Multiword synonyms in search using Querqy
There is one topic that gives even the toughest search engineers a headache, multi-word synonyms. There are some ways to sort of get a solution, one of them is a nice tool called Querqy. Querqy is created by René Kriegler.
The goal for this blog post is to introduce Querqy for Solr, give you an easy way to start experimenting using Docker. As a bonus, I’ll show you how to use another tool called SMUI, which is a graphical user interface to help you write the rules.

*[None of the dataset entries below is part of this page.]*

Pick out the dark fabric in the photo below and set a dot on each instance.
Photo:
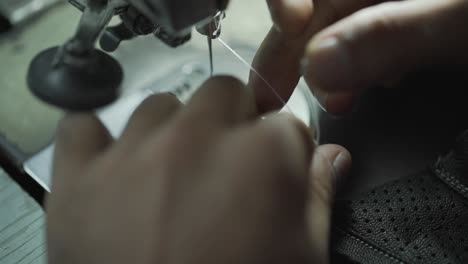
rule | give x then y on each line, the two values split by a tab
422	218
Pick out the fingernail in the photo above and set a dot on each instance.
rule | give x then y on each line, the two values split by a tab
341	166
329	65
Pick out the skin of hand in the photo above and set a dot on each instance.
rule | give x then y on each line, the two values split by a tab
342	47
209	182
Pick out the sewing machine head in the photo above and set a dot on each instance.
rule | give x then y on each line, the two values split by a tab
78	77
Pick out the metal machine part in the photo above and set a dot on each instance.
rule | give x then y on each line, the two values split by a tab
78	77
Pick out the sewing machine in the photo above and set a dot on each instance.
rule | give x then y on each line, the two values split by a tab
78	77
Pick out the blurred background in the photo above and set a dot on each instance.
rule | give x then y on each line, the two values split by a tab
27	125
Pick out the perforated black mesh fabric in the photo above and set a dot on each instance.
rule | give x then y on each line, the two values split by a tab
422	218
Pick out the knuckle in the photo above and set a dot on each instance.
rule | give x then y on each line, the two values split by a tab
378	22
159	100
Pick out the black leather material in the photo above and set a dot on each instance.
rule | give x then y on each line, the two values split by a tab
422	218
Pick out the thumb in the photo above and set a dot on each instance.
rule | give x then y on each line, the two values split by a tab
329	164
385	42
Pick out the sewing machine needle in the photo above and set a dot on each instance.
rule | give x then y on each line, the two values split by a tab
210	48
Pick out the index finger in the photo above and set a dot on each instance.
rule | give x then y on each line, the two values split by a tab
278	60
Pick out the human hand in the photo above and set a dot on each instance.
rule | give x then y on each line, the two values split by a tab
347	46
209	182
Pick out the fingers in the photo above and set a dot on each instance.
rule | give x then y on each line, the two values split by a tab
80	139
329	164
278	59
222	99
153	113
277	67
373	45
291	16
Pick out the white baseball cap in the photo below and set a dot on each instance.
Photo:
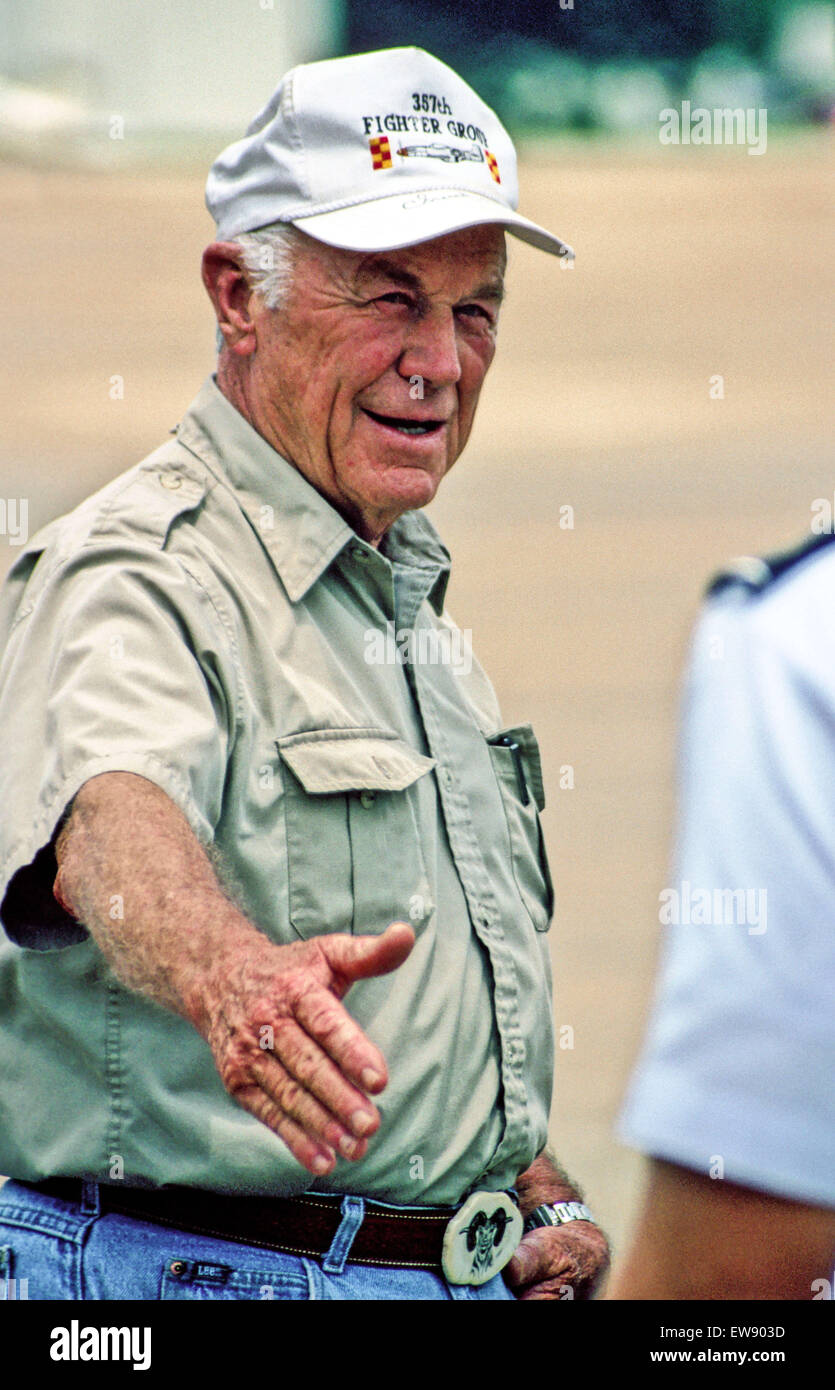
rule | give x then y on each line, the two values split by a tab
371	153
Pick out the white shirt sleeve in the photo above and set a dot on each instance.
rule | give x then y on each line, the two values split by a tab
737	1077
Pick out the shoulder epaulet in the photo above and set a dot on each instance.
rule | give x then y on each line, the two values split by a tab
755	573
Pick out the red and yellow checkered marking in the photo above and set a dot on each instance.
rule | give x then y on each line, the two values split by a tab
381	152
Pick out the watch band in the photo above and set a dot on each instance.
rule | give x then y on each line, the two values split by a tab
557	1215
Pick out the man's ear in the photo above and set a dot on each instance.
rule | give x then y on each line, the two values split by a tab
229	292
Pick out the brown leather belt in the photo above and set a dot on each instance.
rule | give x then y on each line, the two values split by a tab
298	1226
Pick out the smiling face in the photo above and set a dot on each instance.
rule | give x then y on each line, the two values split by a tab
367	377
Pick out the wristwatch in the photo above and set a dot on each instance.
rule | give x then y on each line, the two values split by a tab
557	1215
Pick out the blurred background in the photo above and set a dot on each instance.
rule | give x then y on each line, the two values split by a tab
653	410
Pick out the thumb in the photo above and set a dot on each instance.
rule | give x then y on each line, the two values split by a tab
360	958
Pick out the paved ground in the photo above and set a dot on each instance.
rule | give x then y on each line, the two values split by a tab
691	264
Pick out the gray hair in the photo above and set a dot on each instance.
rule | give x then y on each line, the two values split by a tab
268	257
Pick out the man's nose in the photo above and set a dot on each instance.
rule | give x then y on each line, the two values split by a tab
432	349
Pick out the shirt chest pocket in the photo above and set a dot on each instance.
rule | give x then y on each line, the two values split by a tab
354	852
518	772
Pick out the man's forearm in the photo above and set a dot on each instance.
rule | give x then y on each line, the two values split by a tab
545	1183
132	870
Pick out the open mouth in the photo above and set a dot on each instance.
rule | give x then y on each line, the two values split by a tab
404	426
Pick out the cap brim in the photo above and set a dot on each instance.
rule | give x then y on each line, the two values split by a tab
385	224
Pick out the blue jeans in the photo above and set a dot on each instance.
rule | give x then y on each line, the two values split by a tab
60	1250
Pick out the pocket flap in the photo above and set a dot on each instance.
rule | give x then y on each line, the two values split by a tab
524	736
352	759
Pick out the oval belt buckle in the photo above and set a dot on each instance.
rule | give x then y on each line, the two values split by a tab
481	1237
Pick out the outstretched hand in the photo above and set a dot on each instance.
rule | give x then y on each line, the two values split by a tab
289	1051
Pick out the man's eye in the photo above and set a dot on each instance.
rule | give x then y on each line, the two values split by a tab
396	296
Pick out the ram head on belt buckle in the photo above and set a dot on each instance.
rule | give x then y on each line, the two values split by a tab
481	1237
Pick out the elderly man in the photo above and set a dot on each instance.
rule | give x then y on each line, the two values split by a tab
227	805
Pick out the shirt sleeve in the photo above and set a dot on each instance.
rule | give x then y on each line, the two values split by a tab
737	1073
120	665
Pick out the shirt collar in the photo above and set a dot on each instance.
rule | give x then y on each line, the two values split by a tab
299	528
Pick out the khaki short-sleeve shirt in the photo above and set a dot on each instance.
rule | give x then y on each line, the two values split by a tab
213	624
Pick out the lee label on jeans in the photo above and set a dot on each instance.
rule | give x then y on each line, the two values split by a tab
77	1343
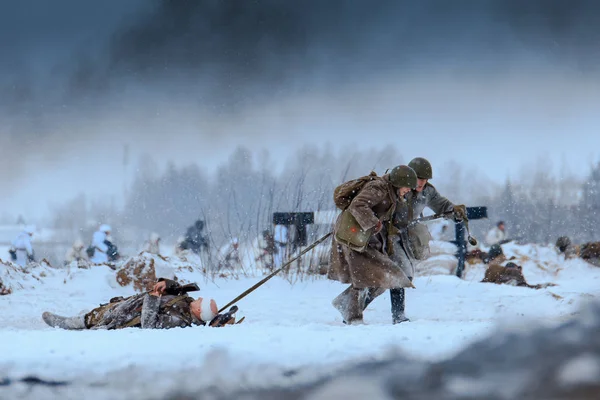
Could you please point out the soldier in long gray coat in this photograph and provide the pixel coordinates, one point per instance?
(167, 306)
(412, 244)
(371, 271)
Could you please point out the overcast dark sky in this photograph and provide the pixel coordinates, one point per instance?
(80, 78)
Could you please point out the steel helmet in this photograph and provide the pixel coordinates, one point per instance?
(403, 176)
(422, 167)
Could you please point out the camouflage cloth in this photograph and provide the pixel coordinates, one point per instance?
(511, 274)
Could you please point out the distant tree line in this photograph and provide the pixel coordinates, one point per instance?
(239, 198)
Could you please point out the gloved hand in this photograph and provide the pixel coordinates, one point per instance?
(460, 213)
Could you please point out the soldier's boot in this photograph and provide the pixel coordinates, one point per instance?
(370, 295)
(398, 301)
(70, 323)
(349, 304)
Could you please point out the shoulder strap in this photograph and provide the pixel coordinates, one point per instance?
(137, 320)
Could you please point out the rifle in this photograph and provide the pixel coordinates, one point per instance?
(449, 214)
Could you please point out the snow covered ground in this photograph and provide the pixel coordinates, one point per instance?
(287, 327)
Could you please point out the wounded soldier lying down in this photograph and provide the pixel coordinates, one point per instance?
(167, 306)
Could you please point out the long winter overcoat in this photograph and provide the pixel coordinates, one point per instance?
(145, 311)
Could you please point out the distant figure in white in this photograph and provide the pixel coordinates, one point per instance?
(152, 245)
(76, 253)
(99, 244)
(229, 255)
(496, 235)
(21, 250)
(280, 235)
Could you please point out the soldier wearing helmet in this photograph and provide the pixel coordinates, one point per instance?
(369, 270)
(412, 243)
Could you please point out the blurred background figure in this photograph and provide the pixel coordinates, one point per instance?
(21, 251)
(152, 245)
(267, 250)
(229, 255)
(496, 235)
(195, 239)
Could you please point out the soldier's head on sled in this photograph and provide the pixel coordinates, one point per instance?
(30, 230)
(424, 171)
(403, 178)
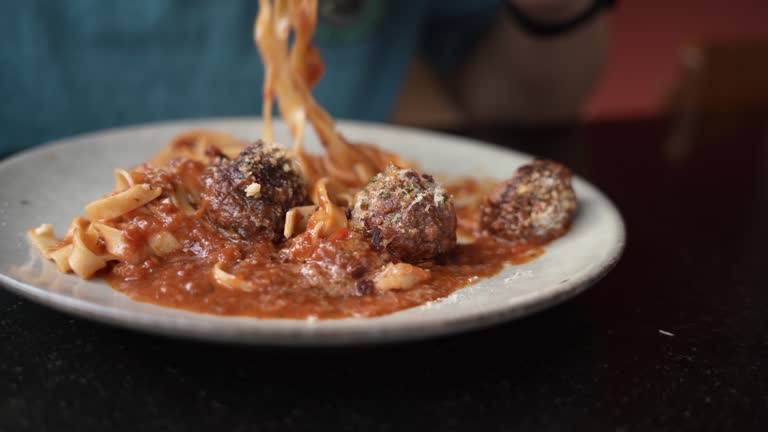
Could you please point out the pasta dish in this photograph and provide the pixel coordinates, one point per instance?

The past week I talked with a few people that were responsible for adding synonyms to their e-commerce search solution. It is an integration of an e-commerce platform and Solr 4.8.1. There are limitations due to the Solr version. Next to that, there are lots of constraints due to the integration with the e-commerce platform. I had to explain the multi-word synonyms problem to them. If you have not heard from this before and like to learn more about the technical side, check the references. The editors finally found a tool that they can use to influence results returned to users. But now I was telling them they could not use it, as they fixed one product search, but they broke numerous others. When thinking about a solution, I remembered the talk from Rene Kriegler about Querqy. Querqy is a query re-write tool that accepts lots of rules to specify what to re-write. I could not find a version that I could use for Solr 4.8.1. Still, I wanted to have a good look at Querqy.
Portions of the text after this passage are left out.